The last distinction is important to Wallace’s argument; he compares it to cases where detectives would have to determine if the killer was in the room or came from outside the room. The analogy is very fitting, but the proof isn’t contained in one chapter or another, but in the aggregate of a case built on a foundation consisting of an amalgam of evidence and syllogistic logic.
The evidence “inside the room” points to a very specific “suspect.” He’s not a malicious intruder. Although I’ve titled this book God’s Crime Scene (in an effort to illustrate an evidential approach to the investigation of the universe), God hasn’t committed any crime here. In addition, God is not an unconcerned intruder; He isn’t dispassionate about His creation. (p. 201)
God’s Crime Scene is intended therefore to make the argument for the existence of God accessible to the average reader through the comparisons to anecdotal cold-case detective work, and the use of cartoon-like illustrations. But make no mistake, this is not light reading.
This time around, I found myself gladly absorbing the chapters that were more philosophical and epistemological in nature, but totally over my depth in the sections that relied more on biology and physics. I could only marvel that the author was able to present such a wide swath of material which was so multi-disciplinary.
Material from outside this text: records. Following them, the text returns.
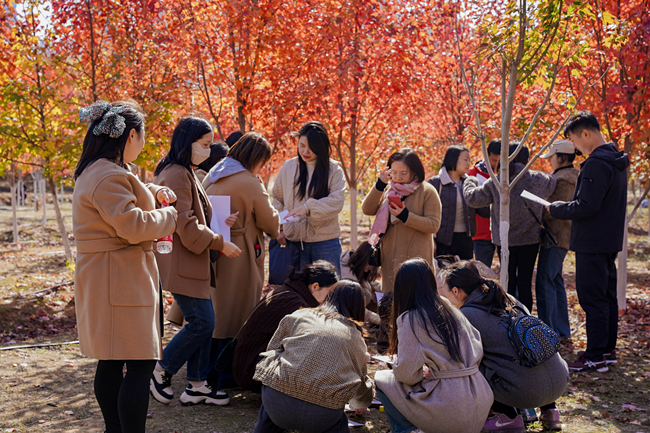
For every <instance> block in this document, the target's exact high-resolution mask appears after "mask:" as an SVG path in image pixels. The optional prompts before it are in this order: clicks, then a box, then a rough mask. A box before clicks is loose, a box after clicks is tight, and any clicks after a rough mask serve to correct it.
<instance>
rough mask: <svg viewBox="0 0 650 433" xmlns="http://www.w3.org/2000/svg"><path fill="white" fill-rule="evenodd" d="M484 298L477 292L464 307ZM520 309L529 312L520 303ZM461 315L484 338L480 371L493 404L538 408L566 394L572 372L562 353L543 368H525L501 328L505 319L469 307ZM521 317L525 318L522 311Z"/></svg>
mask: <svg viewBox="0 0 650 433" xmlns="http://www.w3.org/2000/svg"><path fill="white" fill-rule="evenodd" d="M482 296H483V292H481V291H480V290H475V291H474V292H472V293H471V294H470V295H469V297H468V298H467V299H466V300H465V305H467V304H470V303H472V302H479V301H480V299H481V297H482ZM513 299H514V298H513ZM517 305H519V307H520V308H523V309H524V310H525V309H526V307H524V306H523V305H522V304H521V303H519V302H518V301H517ZM461 311H462V312H463V313H464V314H465V317H467V319H468V320H469V322H470V323H471V324H472V325H474V327H475V328H476V329H478V331H479V332H480V334H481V341H482V342H483V360H482V361H481V365H480V366H479V370H480V371H481V373H483V375H484V376H485V378H486V379H487V380H488V383H489V384H490V387H491V388H492V392H493V393H494V401H498V402H499V403H503V404H506V405H509V406H514V407H527V408H535V407H540V406H544V405H546V404H550V403H552V402H554V401H555V400H557V399H558V398H560V396H561V395H562V394H564V391H565V390H566V387H567V384H568V383H569V370H568V367H567V365H566V362H564V360H563V359H562V358H561V357H560V354H559V353H556V354H555V355H553V356H552V357H551V358H549V359H547V360H546V361H544V362H543V363H541V364H540V365H537V366H535V367H532V368H529V367H524V366H522V365H521V364H518V363H516V362H514V361H513V359H516V358H517V352H516V351H515V348H514V347H513V346H512V343H511V342H510V338H509V337H508V331H507V329H506V328H505V327H504V326H503V324H502V322H503V321H504V319H503V318H501V317H499V316H497V315H495V314H494V313H488V312H487V311H485V310H481V309H478V308H472V307H469V306H463V307H461ZM526 311H527V310H526ZM519 314H520V315H523V313H522V312H521V311H520V312H519Z"/></svg>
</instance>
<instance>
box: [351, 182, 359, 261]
mask: <svg viewBox="0 0 650 433" xmlns="http://www.w3.org/2000/svg"><path fill="white" fill-rule="evenodd" d="M358 234H359V224H358V221H357V185H356V182H355V185H354V186H352V185H351V186H350V248H353V249H356V248H357V246H359V240H358Z"/></svg>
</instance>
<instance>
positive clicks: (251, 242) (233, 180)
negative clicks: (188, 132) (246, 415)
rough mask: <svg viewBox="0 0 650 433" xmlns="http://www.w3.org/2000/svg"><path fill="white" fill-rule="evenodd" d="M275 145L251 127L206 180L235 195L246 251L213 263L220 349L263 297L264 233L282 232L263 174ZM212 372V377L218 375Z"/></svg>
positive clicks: (231, 209) (213, 187)
mask: <svg viewBox="0 0 650 433" xmlns="http://www.w3.org/2000/svg"><path fill="white" fill-rule="evenodd" d="M272 151H273V150H272V147H271V145H270V144H269V143H268V141H266V139H265V138H264V137H262V136H261V135H260V134H258V133H256V132H249V133H247V134H245V135H244V136H243V137H242V138H240V139H239V141H237V143H236V144H235V145H234V146H233V147H231V148H230V151H229V152H228V156H227V157H226V158H224V159H223V160H222V161H220V162H219V163H218V164H217V165H215V166H214V167H213V168H212V169H211V170H210V172H209V173H208V175H207V176H206V178H205V179H204V180H203V186H204V187H205V189H206V192H207V193H208V195H209V196H228V197H230V212H234V214H235V215H237V220H236V221H235V224H234V225H233V226H232V228H231V230H230V236H231V238H232V242H233V243H234V244H235V245H237V247H239V248H240V249H241V250H242V251H243V252H244V253H243V255H242V256H240V257H237V258H236V259H229V258H227V257H221V258H219V259H218V260H217V261H216V263H214V265H213V266H214V268H215V275H216V285H215V286H214V287H213V288H212V304H213V306H214V312H215V319H216V320H215V326H214V332H213V334H212V338H213V339H216V340H218V341H217V342H216V343H217V344H216V346H215V355H218V354H219V353H220V352H221V350H220V349H221V348H222V346H224V345H225V344H226V343H227V342H228V341H229V339H231V338H233V337H235V335H237V332H239V330H240V329H241V327H242V326H243V325H244V322H245V321H246V319H247V318H248V315H249V314H250V313H251V311H253V308H255V305H256V304H257V303H258V302H259V300H260V298H261V296H262V289H263V288H264V256H265V255H266V249H265V246H264V233H267V234H268V235H269V236H270V237H271V238H272V239H275V238H277V237H278V234H279V232H280V217H279V216H278V211H276V210H275V209H274V208H273V206H271V201H270V199H269V195H268V193H267V192H266V188H264V184H263V183H262V181H261V180H260V179H259V178H258V177H257V174H258V173H259V172H260V170H261V169H262V167H264V165H265V164H266V163H267V162H268V161H269V159H270V158H271V153H272ZM211 376H212V377H211V378H210V381H211V382H212V381H213V380H214V379H215V377H214V375H213V374H211ZM225 385H226V383H225V381H224V379H223V377H221V378H219V387H220V388H221V387H224V386H225Z"/></svg>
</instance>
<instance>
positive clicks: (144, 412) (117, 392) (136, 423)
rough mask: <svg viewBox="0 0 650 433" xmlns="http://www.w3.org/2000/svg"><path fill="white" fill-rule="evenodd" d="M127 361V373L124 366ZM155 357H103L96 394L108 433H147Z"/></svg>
mask: <svg viewBox="0 0 650 433" xmlns="http://www.w3.org/2000/svg"><path fill="white" fill-rule="evenodd" d="M125 363H126V375H123V373H122V368H123V367H124V364H125ZM155 366H156V361H155V360H144V361H142V360H127V361H116V360H108V361H106V360H100V361H99V362H98V363H97V371H96V373H95V397H96V398H97V402H98V403H99V407H100V408H101V410H102V415H104V422H105V423H106V432H107V433H144V431H145V423H146V421H147V408H148V407H149V380H150V379H151V374H152V373H153V369H154V367H155Z"/></svg>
Still there were elements of the argument that were not lost on me. Even a child could see the resemblance of a machine-like mechanism in the human body and a man-made machine that forms a similar function, the latter being something we know was intelligently designed. Or the logic that if we agree that the brain is distinct from the mind, then it’s not a huge leap to the idea that a soul exists.
This is a textbook-quality product that will appeal to a variety of readers with an assortment of interests in this topic and offers the additional payoff of further insights into detectives’ investigative processes. You don’t have to understand every nuance of every issue to both appreciate and learn from Wallace’s writing; and it is in the cumulative assembly of all the various subjects raised here that Wallace is able to mark the case closed.
I give this a very high recommendation both for Christian readers and those who doubt God’s existence. I’d be interested in seeing links to articles where non-believers have interacted with its various chapters, as I believe Wallace has been very thorough in his documentation and his logic.
At 340 pages in an oversize paperback, this book with ‘crime’ in the title is a steal at only $17.99 U.S.